2. For lesions with marked epidermal hyperplasia and lesions caused by lice and superficially dwelling mites. Scrape the dried exudate and debris into a small ointment tin using the lid as a scraper.
3. Ear mites (eg. Otodectes) can be found easily with an otoscope. They can be removed from the external ear with a cotton swab.
4. Some surface feeding mites (eg. Cheyletiella) in dogs and other hosts can be collected by vigorously brushing the host over a plastic sheet. Mites and debris will accumulate on the sheet and can be transferred to a container.

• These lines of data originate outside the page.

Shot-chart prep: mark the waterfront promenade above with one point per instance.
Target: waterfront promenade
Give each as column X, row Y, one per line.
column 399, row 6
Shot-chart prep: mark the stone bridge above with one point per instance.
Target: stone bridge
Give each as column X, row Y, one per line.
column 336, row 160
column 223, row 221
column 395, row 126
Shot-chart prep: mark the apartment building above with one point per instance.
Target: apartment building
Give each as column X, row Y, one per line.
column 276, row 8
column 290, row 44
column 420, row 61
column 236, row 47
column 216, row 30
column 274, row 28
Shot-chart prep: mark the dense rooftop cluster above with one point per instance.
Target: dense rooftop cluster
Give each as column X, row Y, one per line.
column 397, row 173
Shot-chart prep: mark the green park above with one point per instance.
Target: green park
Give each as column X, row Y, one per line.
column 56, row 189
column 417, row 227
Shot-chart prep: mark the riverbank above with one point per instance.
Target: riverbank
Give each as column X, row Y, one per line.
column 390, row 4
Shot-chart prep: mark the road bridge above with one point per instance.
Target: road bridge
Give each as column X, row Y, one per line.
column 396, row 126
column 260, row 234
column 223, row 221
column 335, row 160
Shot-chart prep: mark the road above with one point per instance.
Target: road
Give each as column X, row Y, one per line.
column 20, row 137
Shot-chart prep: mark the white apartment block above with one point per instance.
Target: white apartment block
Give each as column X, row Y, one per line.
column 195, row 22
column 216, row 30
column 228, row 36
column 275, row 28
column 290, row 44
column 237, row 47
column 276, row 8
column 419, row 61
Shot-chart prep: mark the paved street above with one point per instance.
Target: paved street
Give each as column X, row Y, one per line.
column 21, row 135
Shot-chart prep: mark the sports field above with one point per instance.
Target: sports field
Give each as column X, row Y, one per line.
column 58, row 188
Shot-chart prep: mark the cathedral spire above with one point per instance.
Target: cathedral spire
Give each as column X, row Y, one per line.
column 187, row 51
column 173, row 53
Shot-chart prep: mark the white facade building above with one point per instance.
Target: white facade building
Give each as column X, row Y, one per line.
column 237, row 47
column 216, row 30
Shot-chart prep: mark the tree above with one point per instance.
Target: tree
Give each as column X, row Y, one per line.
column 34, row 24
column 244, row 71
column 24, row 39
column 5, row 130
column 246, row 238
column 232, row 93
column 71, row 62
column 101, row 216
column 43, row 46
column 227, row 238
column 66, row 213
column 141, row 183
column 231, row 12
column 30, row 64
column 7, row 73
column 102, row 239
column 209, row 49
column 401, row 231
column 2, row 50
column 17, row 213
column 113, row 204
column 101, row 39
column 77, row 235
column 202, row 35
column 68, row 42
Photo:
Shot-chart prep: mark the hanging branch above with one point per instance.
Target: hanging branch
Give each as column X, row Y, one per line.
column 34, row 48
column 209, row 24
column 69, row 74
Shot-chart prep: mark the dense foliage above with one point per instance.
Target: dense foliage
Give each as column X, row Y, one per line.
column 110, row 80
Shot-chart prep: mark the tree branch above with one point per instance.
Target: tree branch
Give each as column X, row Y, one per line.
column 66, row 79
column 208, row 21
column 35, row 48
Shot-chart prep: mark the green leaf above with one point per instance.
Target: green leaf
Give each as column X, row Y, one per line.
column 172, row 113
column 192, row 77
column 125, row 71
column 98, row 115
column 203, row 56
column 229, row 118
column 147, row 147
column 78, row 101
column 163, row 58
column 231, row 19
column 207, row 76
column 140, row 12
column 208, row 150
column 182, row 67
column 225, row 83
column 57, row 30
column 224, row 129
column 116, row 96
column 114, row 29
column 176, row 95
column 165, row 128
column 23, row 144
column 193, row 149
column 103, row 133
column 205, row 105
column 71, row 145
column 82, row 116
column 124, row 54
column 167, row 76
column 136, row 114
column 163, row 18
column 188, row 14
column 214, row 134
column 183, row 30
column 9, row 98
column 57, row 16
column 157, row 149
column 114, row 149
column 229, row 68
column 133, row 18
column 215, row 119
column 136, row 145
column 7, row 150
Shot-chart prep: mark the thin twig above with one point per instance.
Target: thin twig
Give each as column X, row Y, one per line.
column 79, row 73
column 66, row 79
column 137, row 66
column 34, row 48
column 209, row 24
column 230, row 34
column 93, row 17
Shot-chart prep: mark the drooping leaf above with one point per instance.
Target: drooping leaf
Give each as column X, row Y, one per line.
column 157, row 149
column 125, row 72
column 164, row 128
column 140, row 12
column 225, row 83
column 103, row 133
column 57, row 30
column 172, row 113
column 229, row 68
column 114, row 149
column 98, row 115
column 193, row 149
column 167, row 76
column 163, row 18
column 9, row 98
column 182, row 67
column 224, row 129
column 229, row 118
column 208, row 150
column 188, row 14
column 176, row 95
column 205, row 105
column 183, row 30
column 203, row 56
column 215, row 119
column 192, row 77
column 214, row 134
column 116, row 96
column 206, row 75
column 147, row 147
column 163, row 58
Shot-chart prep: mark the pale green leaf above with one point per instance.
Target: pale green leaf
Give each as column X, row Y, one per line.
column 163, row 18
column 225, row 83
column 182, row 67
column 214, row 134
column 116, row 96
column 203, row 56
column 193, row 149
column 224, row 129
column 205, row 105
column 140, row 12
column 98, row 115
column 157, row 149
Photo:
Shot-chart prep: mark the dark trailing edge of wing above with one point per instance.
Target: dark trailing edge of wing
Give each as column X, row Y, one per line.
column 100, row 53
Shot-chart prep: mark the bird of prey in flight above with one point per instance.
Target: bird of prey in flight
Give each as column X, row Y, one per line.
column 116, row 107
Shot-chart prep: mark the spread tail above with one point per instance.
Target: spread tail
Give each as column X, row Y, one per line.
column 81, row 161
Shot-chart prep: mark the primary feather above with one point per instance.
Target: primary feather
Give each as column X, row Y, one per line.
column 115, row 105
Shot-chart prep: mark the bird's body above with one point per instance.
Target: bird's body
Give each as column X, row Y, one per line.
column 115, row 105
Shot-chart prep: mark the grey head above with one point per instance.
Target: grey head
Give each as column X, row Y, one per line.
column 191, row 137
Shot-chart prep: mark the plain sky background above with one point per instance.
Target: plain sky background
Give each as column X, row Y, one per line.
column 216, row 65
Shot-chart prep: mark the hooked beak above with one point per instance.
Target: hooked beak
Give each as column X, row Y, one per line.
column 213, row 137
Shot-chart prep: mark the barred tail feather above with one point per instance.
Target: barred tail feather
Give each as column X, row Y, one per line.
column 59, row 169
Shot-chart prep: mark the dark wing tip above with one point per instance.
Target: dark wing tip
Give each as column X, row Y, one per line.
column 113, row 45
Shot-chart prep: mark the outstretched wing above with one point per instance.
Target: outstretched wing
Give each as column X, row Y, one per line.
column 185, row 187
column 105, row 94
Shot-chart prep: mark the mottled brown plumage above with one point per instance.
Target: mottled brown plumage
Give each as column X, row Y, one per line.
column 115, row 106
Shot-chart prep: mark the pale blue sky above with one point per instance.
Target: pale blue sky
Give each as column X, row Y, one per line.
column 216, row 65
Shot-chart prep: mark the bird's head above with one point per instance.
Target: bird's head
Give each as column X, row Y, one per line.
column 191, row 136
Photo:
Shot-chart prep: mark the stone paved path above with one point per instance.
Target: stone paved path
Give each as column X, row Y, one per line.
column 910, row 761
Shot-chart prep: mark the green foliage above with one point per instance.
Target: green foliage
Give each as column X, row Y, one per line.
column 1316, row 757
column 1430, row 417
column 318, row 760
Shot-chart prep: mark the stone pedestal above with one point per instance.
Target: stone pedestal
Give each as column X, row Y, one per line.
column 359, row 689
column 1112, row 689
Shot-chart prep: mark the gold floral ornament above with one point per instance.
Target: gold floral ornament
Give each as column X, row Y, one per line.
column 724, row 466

The majority of internal parasites are diagnosed by microscopic examination of the feces for eggs that are released by the adult female in the pet's intestine. The number of eggs released in a given fecal sample can be variable, sometimes there aren't any even though the pet has an adult female parasite in its intestines. This means that a negative fecal report does not guarantee that the pet is free from internal parasites. In many cases it is necessary to run numerous samples to assure that the pet is free of internal parasites.
The two primary methods of fecal analysis are direct observation and fecal flotation.
In direct observation a smear is made of some fecal material on a microscope slide and the slide is analyzed for parasite eggs. It is used to detect eggs that don't show up well during the fecal flotation.
Fecal flotation is the most accurate way to detect most internal parasites. A sample of fresh feces is put into a special solution that causes any eggs that might be present to float to the top and adhere to a cover slip. The cover slip is put on a microscope slide for analysis. This concentration of eggs substantially increases the chance of finding any eggs that might be present. Some eggs, notably Tapeworm eggs, dissolve during this process and might be undetected. This is the reason you can see Tapeworms in the pets stool yet the fecal analysis came back negative.
Once a fecal sample is obtained it should be kept cool until it is analyzed. Analysis should be within 12 hours to increase accuracy.
A. The flotation solution has been added to the fecal container and a cover slip has been placed on the top to collect any eggs that float to the surface after a 5 minute wait.
B. The cover slip is put on a microscope slide and carefully scanned for the eggs of any parasite.